Prepare for a slowdown, not a recession

Wharton’s Jeremy Siegel discusses whether the economy is headed for another recession.

Earlier this month, the U.S. Treasury market spit out a historically reliable signal that the next recession is on the horizon: The yield on the 10-year Treasury note fell below the one for the 2-year Treasury, causing an inverted yield curve. Also troubling is that the yield on the 30-year bond fell to an all-time low. That means investors believe economic growth will falter and interest rates are headed lower.

Arrow pointing downward superimposed over a graph of data points.

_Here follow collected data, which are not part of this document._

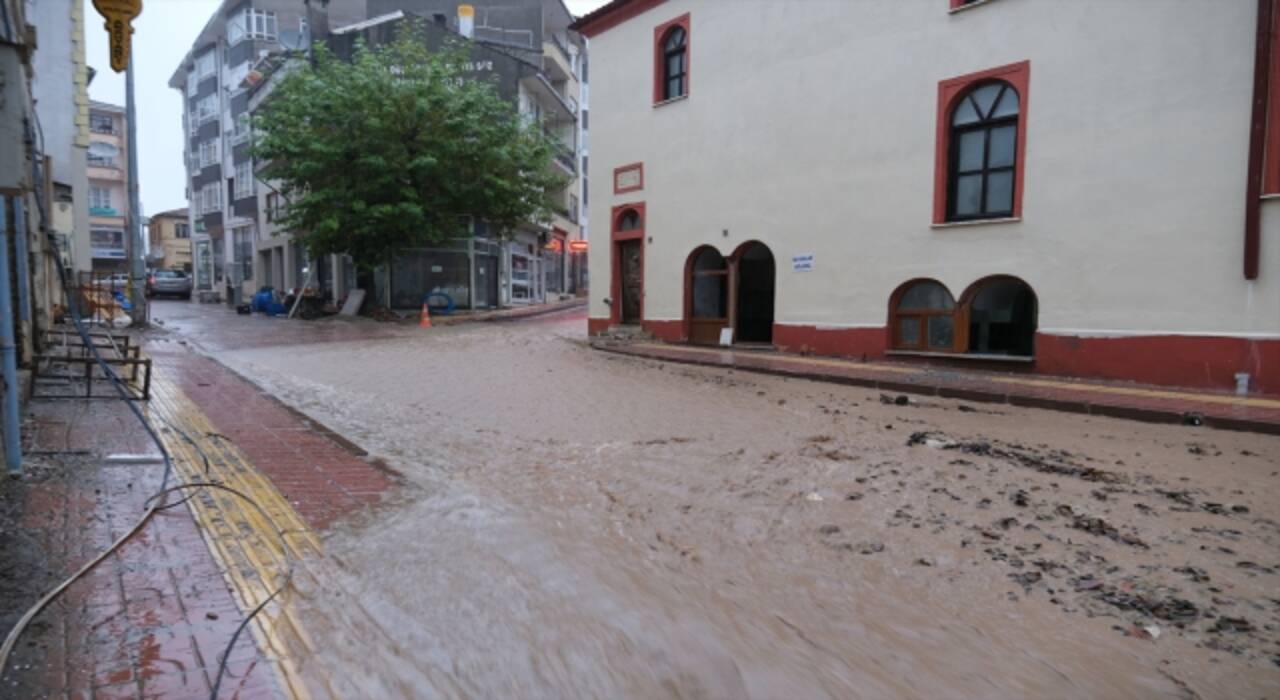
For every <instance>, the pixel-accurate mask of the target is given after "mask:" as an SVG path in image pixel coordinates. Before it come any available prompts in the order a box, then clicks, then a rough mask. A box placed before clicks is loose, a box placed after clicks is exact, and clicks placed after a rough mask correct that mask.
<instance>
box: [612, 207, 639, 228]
mask: <svg viewBox="0 0 1280 700" xmlns="http://www.w3.org/2000/svg"><path fill="white" fill-rule="evenodd" d="M640 228H641V221H640V212H637V211H636V210H634V209H628V210H626V211H623V212H622V214H620V215H618V230H640Z"/></svg>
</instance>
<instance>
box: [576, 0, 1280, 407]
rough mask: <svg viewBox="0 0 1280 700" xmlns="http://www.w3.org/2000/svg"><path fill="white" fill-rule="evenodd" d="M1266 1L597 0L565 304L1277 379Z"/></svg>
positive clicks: (964, 349) (1038, 370)
mask: <svg viewBox="0 0 1280 700" xmlns="http://www.w3.org/2000/svg"><path fill="white" fill-rule="evenodd" d="M1271 5H1272V1H1271V0H1266V1H1263V3H1261V4H1260V3H1212V1H1208V0H1206V1H1201V3H1156V4H1148V3H1112V1H1108V0H1078V1H1075V3H1025V1H1019V0H984V1H975V3H965V1H963V0H920V1H913V3H900V1H896V0H868V1H865V3H846V1H842V0H831V1H826V0H814V1H809V3H803V4H792V5H788V4H782V3H780V4H774V5H756V4H750V5H748V4H739V3H718V1H699V0H668V1H663V0H616V1H614V3H611V4H609V5H605V6H604V8H602V9H600V10H596V12H595V13H591V14H589V15H586V17H585V18H582V19H580V20H579V22H577V23H576V24H575V27H576V28H577V29H580V31H581V32H584V33H585V35H586V36H588V37H590V41H591V55H593V61H591V68H593V77H594V78H595V81H594V83H595V90H594V91H593V95H591V100H593V106H594V109H593V110H591V111H593V134H594V138H593V141H594V143H593V156H594V160H595V169H594V171H593V173H594V174H593V175H591V186H593V187H591V189H593V191H594V192H593V195H594V196H593V200H591V211H593V214H591V219H593V220H594V221H596V227H598V228H603V227H604V225H605V223H607V225H608V237H607V241H608V244H607V248H605V247H604V246H602V244H600V243H602V242H600V241H598V243H596V248H595V251H594V252H595V255H594V256H593V257H591V267H593V270H591V276H593V278H594V279H596V280H598V282H604V280H608V283H607V284H596V285H595V289H594V293H593V294H591V301H590V330H591V331H593V333H598V331H602V330H604V329H607V328H609V326H613V325H622V324H639V325H643V326H644V328H645V329H648V330H650V331H652V333H653V334H654V335H658V337H659V338H663V339H667V340H673V342H681V340H684V342H704V343H718V342H721V340H722V339H730V338H731V339H732V340H733V342H736V343H764V344H771V346H774V347H777V348H781V349H787V351H797V352H815V353H824V354H837V356H847V357H858V358H884V357H893V358H899V360H904V361H914V362H941V363H965V365H977V366H982V367H995V369H1006V370H1021V371H1038V372H1047V374H1061V375H1080V376H1094V378H1111V379H1128V380H1137V381H1146V383H1158V384H1175V385H1198V386H1216V388H1228V386H1235V385H1236V375H1248V376H1247V378H1244V380H1245V381H1248V383H1249V386H1251V388H1252V390H1262V392H1266V393H1280V202H1277V201H1276V200H1274V198H1270V193H1272V192H1276V193H1280V128H1277V125H1280V109H1275V110H1274V111H1272V113H1271V114H1267V111H1266V109H1262V110H1261V113H1260V111H1258V109H1254V105H1262V106H1263V107H1265V106H1266V105H1267V104H1268V102H1267V99H1268V97H1267V95H1270V99H1271V100H1272V102H1270V104H1271V105H1277V104H1280V102H1277V100H1280V86H1277V84H1276V83H1277V77H1280V51H1271V47H1270V37H1271V36H1272V35H1274V33H1275V27H1271V26H1270V24H1266V22H1268V20H1270V18H1272V17H1277V15H1280V13H1276V12H1274V10H1275V8H1272V6H1271ZM1260 8H1261V9H1262V10H1266V13H1265V14H1266V17H1265V18H1263V19H1260ZM1260 22H1263V26H1261V27H1260ZM1260 28H1261V32H1260ZM1256 37H1262V38H1261V40H1258V41H1260V42H1266V44H1267V46H1265V47H1263V46H1260V45H1257V44H1256ZM762 46H771V47H773V50H771V51H769V55H771V56H773V59H771V60H764V59H763V58H762V55H760V47H762ZM1189 47H1194V50H1188V49H1189ZM1261 49H1266V51H1265V52H1263V51H1261ZM1260 56H1262V58H1260ZM1256 78H1258V79H1257V81H1256ZM1256 82H1257V84H1258V86H1261V87H1257V88H1256ZM1267 86H1276V87H1274V88H1271V92H1270V93H1268V92H1267ZM1258 90H1262V92H1263V95H1261V99H1260V95H1258V92H1257V91H1258ZM1263 127H1266V129H1263ZM1252 133H1256V134H1260V136H1258V138H1257V139H1251V134H1252ZM1263 133H1266V139H1265V141H1263V139H1262V136H1261V134H1263ZM1272 150H1274V151H1275V155H1276V156H1277V157H1271V159H1265V157H1263V155H1267V154H1271V151H1272ZM1272 170H1274V173H1272ZM1263 175H1266V178H1263ZM1263 184H1265V186H1263ZM599 238H604V235H603V234H602V235H600V237H599Z"/></svg>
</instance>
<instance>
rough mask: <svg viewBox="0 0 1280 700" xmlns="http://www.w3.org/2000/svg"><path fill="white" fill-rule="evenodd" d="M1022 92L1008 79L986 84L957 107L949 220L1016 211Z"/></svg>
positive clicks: (957, 104)
mask: <svg viewBox="0 0 1280 700" xmlns="http://www.w3.org/2000/svg"><path fill="white" fill-rule="evenodd" d="M1018 111H1019V100H1018V91H1016V90H1014V87H1012V86H1011V84H1009V83H1006V82H1002V81H996V82H988V83H983V84H980V86H978V87H975V88H973V90H972V91H969V92H966V93H965V95H964V96H963V97H960V101H959V102H956V106H955V109H954V110H952V111H951V139H950V142H951V152H950V156H948V166H947V177H948V191H947V219H948V220H952V221H963V220H965V219H995V218H1001V216H1012V215H1014V187H1015V182H1016V177H1015V171H1014V170H1015V164H1016V161H1018Z"/></svg>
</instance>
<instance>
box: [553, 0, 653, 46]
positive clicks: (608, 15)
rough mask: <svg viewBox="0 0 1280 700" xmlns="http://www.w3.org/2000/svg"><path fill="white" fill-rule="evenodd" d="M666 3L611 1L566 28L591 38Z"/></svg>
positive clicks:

“Are we heading for a recession? Will we eventually have one? Yes, of course. The question is, will it be within the next year, or year and a half?” says Jeremy Siegel, Wharton finance professor and markets expert. “Right now, outside of the [signal from the] yield curve, there are no real signs that we’re heading for a recession.”

Siegel is in good company. Former Fed Chair Janet Yellen recently said the inversion may be a “less good signal” now of a recession. She also doesn’t think the next recession is coming, although “the odds have clearly risen and they’re higher than I’m frankly comfortable with.” Siegel said most market experts he follows put the odds of a 2020 recession at one in three or a little bit higher.

Meanwhile, the stock market remains spooked by fears of an economic slowdown as the U.S.-China trade wars continue. “If there’s no agreement on the trade [talks] and there’s still threats of 10% and 25% [tariffs], I see no progress in the stock market for the year end,” Siegel says. “In fact, I would say it could be lower.”